Fontes jornalísticas

Dúvidas dos leitores

Eu já tomo berberina há alguns meses. Preciso parar agora por causa da decisão da Anvisa?

A decisão atinge os produtos que não têm registro, notificação ou cadastro na Anvisa, e sobre esses a própria resolução diz que não podem ser utilizados. O primeiro passo prático é olhar a embalagem e procurar o número de registro ou de notificação sanitária, que é o dado que responde o que há dentro da cápsula e em que quantidade. E há uma pergunta mais importante que a regulatória: leve a cápsula à consulta e confira se ela conflita com algum remédio de uso contínuo seu, porque a berberina interfere no metabolismo de vários deles.

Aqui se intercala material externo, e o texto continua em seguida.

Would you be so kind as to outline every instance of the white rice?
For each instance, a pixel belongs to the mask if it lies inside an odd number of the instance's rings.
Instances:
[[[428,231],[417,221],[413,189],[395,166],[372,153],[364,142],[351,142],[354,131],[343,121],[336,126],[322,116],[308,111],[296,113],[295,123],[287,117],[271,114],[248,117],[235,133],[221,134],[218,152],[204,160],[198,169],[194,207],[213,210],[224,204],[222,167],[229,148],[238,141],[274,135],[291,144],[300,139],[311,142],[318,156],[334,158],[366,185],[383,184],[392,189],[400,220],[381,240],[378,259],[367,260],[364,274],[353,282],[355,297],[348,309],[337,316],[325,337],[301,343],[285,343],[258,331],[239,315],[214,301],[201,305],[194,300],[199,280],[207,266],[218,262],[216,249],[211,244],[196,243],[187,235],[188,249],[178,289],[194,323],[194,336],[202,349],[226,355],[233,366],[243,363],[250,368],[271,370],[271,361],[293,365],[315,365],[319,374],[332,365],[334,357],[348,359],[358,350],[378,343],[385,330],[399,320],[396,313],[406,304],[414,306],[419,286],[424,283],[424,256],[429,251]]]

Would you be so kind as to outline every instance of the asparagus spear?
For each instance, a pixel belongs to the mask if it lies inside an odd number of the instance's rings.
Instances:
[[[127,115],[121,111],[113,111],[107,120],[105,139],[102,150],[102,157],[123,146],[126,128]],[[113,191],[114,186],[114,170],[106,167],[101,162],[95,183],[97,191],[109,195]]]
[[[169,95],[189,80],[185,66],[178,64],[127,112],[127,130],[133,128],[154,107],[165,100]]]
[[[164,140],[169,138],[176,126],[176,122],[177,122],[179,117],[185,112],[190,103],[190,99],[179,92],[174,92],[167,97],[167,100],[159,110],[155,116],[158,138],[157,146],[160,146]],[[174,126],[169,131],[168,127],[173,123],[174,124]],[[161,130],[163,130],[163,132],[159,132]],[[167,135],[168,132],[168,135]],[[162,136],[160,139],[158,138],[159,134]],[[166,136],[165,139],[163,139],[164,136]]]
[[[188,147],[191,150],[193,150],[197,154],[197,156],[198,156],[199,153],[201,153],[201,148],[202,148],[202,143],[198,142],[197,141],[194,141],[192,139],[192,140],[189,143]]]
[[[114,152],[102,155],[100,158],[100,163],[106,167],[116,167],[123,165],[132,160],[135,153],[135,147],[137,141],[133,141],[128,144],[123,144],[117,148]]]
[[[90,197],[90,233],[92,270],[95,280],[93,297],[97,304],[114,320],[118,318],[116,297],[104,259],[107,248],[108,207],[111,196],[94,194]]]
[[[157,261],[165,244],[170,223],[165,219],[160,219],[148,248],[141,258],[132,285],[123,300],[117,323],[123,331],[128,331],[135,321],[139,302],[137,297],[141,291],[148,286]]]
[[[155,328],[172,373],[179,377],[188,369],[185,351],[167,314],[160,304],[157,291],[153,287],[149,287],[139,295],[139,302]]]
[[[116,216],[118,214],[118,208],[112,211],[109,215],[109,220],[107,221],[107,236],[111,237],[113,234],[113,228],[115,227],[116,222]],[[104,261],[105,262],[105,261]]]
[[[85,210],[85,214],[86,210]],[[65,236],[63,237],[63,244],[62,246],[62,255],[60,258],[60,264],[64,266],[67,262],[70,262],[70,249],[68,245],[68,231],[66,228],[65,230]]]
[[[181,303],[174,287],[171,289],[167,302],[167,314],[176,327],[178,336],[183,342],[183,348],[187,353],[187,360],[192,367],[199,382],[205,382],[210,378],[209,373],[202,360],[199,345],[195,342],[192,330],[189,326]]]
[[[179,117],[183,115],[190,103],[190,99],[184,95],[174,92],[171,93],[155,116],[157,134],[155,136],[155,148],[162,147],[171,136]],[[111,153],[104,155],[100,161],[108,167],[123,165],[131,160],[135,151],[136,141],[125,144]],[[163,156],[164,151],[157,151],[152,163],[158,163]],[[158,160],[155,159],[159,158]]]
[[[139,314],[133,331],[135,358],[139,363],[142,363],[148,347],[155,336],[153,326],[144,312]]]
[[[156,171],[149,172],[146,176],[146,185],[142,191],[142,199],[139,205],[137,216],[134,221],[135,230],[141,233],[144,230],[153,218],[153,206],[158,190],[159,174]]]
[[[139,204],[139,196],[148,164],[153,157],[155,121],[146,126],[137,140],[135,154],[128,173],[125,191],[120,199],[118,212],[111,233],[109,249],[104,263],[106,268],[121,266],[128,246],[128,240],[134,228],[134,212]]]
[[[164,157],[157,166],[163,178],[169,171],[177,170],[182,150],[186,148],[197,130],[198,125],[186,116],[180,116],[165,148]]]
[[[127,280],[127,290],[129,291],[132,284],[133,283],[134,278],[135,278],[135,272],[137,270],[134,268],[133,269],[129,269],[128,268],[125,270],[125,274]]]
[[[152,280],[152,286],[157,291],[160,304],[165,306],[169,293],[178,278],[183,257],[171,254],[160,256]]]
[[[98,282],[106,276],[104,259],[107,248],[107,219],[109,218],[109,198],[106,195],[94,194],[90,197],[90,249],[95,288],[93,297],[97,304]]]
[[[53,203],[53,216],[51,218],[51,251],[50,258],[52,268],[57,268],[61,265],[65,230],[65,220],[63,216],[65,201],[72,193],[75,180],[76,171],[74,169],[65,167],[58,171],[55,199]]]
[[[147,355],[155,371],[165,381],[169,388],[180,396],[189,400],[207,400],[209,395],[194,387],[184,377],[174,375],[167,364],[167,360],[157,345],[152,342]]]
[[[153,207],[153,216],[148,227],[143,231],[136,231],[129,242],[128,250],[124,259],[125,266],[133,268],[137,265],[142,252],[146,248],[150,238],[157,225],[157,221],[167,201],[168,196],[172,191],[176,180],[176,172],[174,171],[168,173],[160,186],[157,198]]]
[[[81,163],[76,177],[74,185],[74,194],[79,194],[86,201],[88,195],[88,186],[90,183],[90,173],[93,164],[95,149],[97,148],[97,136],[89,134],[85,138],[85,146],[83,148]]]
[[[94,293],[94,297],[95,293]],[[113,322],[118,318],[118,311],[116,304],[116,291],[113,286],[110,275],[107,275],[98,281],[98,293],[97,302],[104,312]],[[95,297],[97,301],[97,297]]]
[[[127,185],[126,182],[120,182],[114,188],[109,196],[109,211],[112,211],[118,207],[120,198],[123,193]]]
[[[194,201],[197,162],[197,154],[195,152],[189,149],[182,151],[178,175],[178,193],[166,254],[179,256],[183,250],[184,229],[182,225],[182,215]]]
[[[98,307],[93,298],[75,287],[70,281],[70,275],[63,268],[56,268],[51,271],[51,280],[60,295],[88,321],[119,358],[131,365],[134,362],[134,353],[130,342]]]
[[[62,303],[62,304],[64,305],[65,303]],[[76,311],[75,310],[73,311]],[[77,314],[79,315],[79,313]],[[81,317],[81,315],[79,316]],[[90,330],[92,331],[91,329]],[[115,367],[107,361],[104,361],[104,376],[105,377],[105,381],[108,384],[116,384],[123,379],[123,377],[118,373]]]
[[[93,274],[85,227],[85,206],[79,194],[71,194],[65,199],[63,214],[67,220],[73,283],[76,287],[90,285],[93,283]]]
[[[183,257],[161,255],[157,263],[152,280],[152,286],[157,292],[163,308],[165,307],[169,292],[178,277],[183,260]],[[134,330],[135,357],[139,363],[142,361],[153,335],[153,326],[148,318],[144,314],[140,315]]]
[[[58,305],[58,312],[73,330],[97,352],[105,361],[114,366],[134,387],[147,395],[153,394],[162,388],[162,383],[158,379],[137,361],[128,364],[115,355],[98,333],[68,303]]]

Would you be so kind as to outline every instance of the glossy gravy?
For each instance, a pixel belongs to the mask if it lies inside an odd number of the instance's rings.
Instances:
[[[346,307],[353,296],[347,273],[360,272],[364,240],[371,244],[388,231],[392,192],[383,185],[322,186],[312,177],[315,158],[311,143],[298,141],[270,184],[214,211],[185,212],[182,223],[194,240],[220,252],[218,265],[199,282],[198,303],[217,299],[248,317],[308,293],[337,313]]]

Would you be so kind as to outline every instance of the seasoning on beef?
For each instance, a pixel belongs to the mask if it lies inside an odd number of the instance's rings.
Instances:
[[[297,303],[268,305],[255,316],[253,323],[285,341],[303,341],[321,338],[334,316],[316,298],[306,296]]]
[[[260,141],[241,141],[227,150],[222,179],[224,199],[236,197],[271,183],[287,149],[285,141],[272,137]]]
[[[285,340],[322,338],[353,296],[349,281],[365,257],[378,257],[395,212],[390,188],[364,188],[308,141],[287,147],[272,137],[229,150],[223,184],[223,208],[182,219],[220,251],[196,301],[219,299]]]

Se a berberina reduz colesterol e glicose, ela pode substituir meu remédio?

Não, e a razão é a magnitude, não o preconceito com o que é natural. As reduções que as metanálises mostram são pequenas em termos absolutos e vêm de estudos majoritariamente pequenos, quase todos feitos na China e em Hong Kong. Nenhum deles mediu o que interessa no fim, que é infarto, internação ou morte. Trocar um tratamento com desfecho medido por um suplemento com efeito laboratorial modesto é abrir mão da parte que já foi provada.

Existe berberina regularizada no Brasil? Como eu saberia?

A resolução da Anvisa mira o produto irregular, e não a molécula, então a pergunta certa é se aquele produto específico passou pelo procedimento sanitário. Isso se checa na embalagem e na consulta pública do site da Anvisa pelo nome do produto e da empresa. Produto que só existe em perfil de rede social, sem rótulo com registro e sem empresa identificável, é justamente o que a medida alcança.